Let’s just say this: they all got in incredible shape.

2. You can take what you want from the challenge and implement certain pieces into your routine. Maybe you loved the meditation but didn’t care for the stretching, so you can drop the toe-touching and carry on keeping calm. If you were carving out 20 minutes a day to meditate as part of the challenge, putting aside 10 minutes may now feel like a breeze.

3. They prove to our mind and body how great it can feel to make changes. Achieving these successes gives you the momentum to keep going.

Let’s Be Clear…

Doing a 30-day challenge isn’t a guarantee that this new behaviour will become part of your daily routine for the rest of your life. The original plan was to stop after the week, month, or however long you set out to do. So, when you do stop, make sure not to look at it as a failure. Take what you can from it.

There is just too much conflicting research on how long it actually takes to completely change or ingrain a new behaviour (trust us, we looked). So, we’ve come to the conclusion that it depends on the person, the circumstances, the activity, and a bunch of other external factors. A 2010 study found that the length of time it takes for a new behaviour to become automatic varies from 18 days to 254 days. Case in point.

The Sweet Spot
Sweet Spot

30 days for a challenge is the sweet spot. It’s short enough so that it’s not overwhelming but long enough that enough neurons will fire up to make changes. Any longer and the nuisances of life will surely get in the way. For example, if your challenge lasted a year, it would be too easy to say, ah it’s okay if I messed up January and February, I still have 10 more months.
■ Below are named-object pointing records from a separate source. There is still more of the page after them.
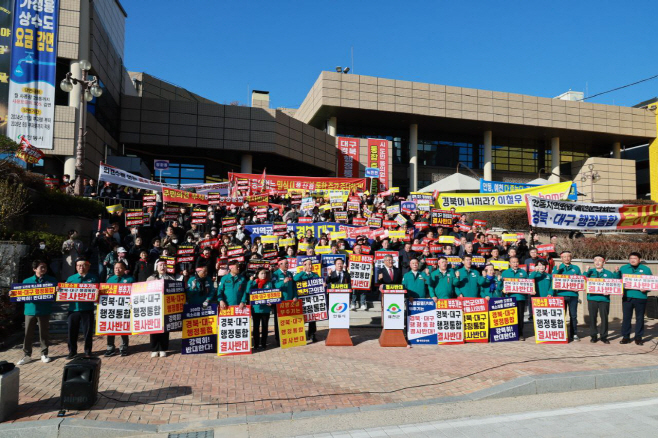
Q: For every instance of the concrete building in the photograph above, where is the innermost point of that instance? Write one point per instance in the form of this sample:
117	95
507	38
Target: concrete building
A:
431	129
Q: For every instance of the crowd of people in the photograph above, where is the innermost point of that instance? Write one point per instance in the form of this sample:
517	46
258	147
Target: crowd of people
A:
456	258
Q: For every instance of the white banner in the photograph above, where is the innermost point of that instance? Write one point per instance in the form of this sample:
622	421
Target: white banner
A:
339	310
566	215
393	311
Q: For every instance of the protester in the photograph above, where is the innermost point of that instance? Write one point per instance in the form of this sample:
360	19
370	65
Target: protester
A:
81	314
37	312
633	300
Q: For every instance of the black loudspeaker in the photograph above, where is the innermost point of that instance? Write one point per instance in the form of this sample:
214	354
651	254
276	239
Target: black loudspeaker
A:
80	384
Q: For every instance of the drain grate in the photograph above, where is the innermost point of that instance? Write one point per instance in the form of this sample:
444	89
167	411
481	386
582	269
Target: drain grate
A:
201	434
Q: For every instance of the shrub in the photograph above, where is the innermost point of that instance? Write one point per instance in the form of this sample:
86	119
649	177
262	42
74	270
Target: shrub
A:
58	203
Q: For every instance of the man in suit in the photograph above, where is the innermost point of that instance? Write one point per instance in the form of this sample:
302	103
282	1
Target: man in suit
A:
389	274
340	276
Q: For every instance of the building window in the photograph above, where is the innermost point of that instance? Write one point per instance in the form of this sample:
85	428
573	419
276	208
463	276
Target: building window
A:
182	174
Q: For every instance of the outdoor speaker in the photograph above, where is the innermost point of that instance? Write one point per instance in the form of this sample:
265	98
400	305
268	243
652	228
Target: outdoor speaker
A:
80	384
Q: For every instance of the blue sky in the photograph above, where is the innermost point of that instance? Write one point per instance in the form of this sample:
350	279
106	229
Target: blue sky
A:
221	49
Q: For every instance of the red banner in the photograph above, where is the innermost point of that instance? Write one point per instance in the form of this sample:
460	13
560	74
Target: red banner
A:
378	157
183	197
279	182
348	157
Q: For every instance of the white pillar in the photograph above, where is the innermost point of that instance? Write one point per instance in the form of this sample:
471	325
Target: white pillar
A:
332	123
488	176
245	165
413	157
616	150
69	167
555	160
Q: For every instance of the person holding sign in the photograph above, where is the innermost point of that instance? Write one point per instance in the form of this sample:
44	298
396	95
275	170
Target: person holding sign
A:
118	277
307	274
231	290
570	296
200	289
260	313
488	283
442	281
415	282
283	280
38	311
599	304
81	313
467	283
515	272
159	341
633	299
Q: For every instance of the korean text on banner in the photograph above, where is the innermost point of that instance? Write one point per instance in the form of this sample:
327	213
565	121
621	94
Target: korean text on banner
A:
641	282
174	296
183	197
31	111
360	268
449	322
550	213
503	320
393	306
234	331
291	324
30	293
339	309
378	157
83	292
421	328
348	157
605	286
474	202
147	314
199	329
476	319
550	327
113	311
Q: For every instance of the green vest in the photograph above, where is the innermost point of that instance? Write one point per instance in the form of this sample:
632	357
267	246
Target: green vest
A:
442	284
467	283
416	285
640	270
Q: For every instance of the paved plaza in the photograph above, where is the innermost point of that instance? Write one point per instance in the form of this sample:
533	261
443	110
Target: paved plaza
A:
178	388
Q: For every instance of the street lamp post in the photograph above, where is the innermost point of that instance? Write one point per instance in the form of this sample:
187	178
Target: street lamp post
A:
593	176
89	90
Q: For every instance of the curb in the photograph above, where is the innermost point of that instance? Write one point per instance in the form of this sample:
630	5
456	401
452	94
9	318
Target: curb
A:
521	386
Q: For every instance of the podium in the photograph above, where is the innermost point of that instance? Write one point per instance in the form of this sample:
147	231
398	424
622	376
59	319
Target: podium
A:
339	316
393	316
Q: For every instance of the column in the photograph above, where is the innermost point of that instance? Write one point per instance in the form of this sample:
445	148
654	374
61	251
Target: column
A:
555	158
245	165
616	149
332	123
487	156
413	157
69	167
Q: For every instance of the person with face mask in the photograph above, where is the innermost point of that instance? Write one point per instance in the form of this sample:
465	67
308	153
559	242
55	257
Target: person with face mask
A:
37	312
160	341
81	314
120	276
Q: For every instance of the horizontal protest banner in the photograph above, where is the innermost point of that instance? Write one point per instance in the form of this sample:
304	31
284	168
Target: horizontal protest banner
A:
183	197
605	286
27	293
474	202
548	213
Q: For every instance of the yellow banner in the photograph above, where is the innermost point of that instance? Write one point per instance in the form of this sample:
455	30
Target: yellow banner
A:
473	202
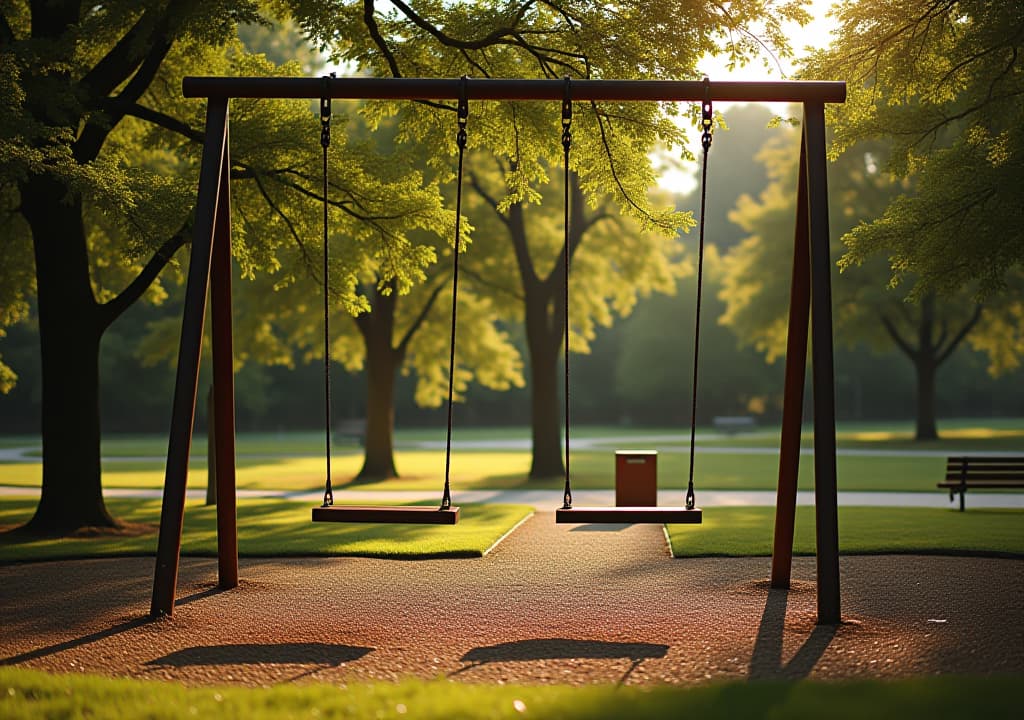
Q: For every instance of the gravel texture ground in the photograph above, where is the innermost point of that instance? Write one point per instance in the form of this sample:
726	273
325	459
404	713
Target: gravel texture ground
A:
550	604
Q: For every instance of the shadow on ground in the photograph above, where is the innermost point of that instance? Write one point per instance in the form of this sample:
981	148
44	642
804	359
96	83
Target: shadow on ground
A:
562	648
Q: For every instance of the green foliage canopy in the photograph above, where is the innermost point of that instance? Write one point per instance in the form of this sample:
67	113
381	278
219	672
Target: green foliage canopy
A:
943	80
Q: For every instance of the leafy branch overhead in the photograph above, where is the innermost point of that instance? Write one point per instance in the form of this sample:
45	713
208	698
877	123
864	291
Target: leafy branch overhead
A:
943	81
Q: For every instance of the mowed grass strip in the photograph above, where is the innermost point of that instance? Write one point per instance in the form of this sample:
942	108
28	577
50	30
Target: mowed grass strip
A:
266	527
26	693
422	469
738	532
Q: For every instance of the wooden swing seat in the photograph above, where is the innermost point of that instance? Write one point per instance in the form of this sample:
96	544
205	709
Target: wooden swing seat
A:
411	514
630	514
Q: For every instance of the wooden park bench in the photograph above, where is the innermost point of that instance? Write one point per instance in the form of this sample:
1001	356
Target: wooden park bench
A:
351	428
998	472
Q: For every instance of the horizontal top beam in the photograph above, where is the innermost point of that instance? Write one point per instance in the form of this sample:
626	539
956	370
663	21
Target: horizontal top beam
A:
488	89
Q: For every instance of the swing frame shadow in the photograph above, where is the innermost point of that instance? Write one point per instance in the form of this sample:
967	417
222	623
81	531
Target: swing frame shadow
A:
210	265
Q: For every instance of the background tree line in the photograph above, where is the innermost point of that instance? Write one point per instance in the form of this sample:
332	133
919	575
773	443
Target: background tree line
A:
636	373
99	173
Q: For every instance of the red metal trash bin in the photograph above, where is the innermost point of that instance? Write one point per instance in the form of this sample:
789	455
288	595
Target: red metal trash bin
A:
636	477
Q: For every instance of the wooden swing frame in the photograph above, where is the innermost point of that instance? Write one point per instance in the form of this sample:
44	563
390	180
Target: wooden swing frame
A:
210	273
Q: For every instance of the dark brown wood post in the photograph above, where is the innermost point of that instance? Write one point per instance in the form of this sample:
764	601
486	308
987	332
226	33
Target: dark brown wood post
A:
189	350
223	379
793	399
823	382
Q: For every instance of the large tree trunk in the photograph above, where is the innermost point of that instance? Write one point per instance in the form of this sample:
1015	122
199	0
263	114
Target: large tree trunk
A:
70	330
927	429
378	461
545	415
383	362
929	353
927	364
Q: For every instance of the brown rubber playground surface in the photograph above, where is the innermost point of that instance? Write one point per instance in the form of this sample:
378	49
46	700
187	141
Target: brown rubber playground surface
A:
550	604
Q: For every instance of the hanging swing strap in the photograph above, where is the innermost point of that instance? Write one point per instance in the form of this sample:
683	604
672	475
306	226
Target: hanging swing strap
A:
566	143
706	125
325	143
463	115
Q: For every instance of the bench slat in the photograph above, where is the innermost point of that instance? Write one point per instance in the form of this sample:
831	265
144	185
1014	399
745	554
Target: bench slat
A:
988	475
982	483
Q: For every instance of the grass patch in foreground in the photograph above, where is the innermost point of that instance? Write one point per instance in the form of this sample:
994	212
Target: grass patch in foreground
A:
736	532
26	693
266	528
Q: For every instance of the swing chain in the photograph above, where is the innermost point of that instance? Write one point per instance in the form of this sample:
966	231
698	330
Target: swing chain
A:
706	117
706	126
326	112
567	115
566	143
325	143
463	113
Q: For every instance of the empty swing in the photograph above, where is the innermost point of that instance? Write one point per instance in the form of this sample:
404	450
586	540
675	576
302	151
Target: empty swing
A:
688	513
420	514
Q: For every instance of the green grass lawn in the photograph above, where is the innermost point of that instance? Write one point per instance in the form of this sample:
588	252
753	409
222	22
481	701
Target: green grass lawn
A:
267	527
971	434
422	470
736	532
30	694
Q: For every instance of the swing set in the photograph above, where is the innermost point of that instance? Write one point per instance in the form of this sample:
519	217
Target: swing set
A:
210	271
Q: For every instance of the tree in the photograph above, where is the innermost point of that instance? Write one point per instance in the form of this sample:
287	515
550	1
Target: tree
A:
867	308
942	81
611	141
90	86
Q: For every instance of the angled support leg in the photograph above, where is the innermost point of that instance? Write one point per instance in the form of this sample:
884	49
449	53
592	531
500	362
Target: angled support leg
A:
793	399
825	499
189	349
223	380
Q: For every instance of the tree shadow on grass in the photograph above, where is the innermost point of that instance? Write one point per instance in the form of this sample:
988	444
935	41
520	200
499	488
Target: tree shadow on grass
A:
320	654
562	648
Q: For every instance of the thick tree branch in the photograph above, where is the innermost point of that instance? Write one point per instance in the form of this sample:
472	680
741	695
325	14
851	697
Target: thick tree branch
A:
156	117
489	39
306	259
93	135
112	309
119	65
944	353
897	338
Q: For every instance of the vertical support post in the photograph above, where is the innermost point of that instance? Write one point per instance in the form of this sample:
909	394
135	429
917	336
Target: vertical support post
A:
223	379
793	399
189	350
825	500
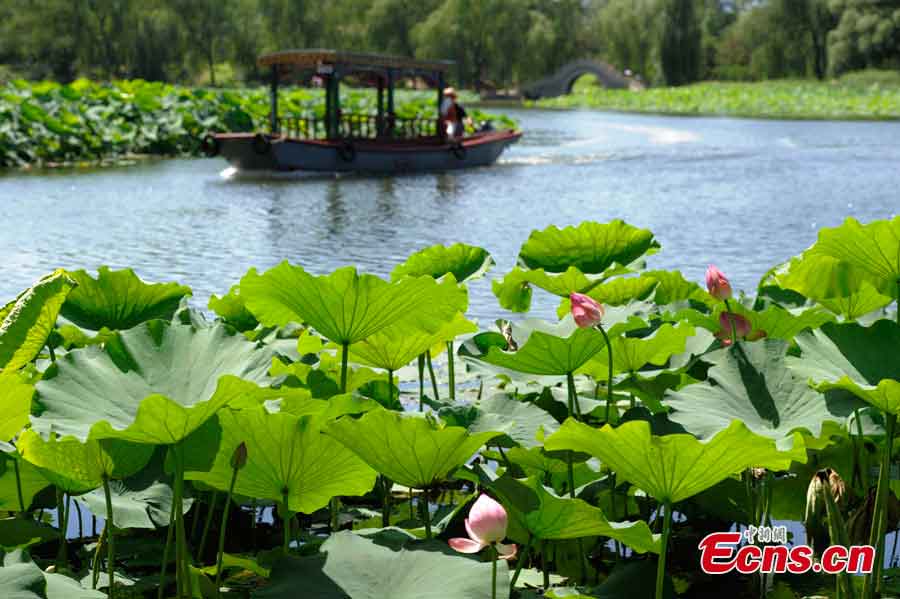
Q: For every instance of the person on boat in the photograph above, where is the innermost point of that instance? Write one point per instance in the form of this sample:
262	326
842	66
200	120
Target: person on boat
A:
453	115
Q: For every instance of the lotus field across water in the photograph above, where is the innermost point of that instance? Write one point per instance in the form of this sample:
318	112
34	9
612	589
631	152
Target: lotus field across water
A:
341	435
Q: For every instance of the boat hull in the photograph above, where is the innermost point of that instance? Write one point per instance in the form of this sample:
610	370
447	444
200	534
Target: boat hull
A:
249	152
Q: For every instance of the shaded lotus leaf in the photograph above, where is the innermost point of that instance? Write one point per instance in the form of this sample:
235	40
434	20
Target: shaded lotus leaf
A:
590	247
752	383
553	350
396	346
232	309
861	360
32	480
872	250
285	453
464	262
77	467
541	514
631	354
344	306
671	467
411	450
26	323
119	299
15	404
350	565
155	383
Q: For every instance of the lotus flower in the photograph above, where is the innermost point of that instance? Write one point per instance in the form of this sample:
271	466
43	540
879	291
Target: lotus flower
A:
486	526
717	283
586	310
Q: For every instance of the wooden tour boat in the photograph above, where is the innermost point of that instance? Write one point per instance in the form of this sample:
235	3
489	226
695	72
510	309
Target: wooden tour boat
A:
340	142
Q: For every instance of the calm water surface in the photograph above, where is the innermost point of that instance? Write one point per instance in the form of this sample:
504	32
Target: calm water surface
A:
743	194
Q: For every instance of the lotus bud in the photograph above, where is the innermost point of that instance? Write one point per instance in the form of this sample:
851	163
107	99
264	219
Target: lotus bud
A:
239	457
586	310
717	283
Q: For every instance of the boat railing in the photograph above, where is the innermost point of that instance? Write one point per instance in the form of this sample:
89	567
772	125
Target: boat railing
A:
359	126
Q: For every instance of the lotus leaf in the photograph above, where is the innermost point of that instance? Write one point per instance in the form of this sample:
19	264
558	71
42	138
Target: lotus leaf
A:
119	299
674	467
26	322
286	454
410	450
155	383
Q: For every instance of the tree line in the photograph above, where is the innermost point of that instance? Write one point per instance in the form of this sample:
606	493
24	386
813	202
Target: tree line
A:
495	43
To end, here are a few reasons why a lot of people do fail at challenges that are important to keep in mind:

1. It’s too difficult or unpleasant. You resist the habit so much because it’s a 180 from where you started. Start somewhere closer to where you are now.

2. It’s too complicated; there are too many steps to follow.

3. It doesn’t create lasting results. Usually, problems #1 and #2 lead to not at least partially incorporating the habit into your routine after the challenge is over.

When starting a new challenge that you hope to actually enjoy and take something from, make sure it’s the right level of difficulty and simplicity to increase your odds of success.

Below you’ll see our challenge calendar. Save and print it so you can cross off each day as you go!

Challenge Calendar

Some other challenges the THS team has come up with:

No-reply July: No cell phone for one whole month.

Moreover, October: Learn a new word a day.

Honest August: No lying for a month. No white-lies, not even a fib.

Clean your Room with a Broom on Zoom: self-explanatory.

Versailles July: Make one improvement to your home a day.

Baboon June: Eat one banana a day.

Get up at noon June: Maybe not actually.

These aren’t what you had in mind? Drop us some more challenge ideas here. I’ve already started planning for Versailles July.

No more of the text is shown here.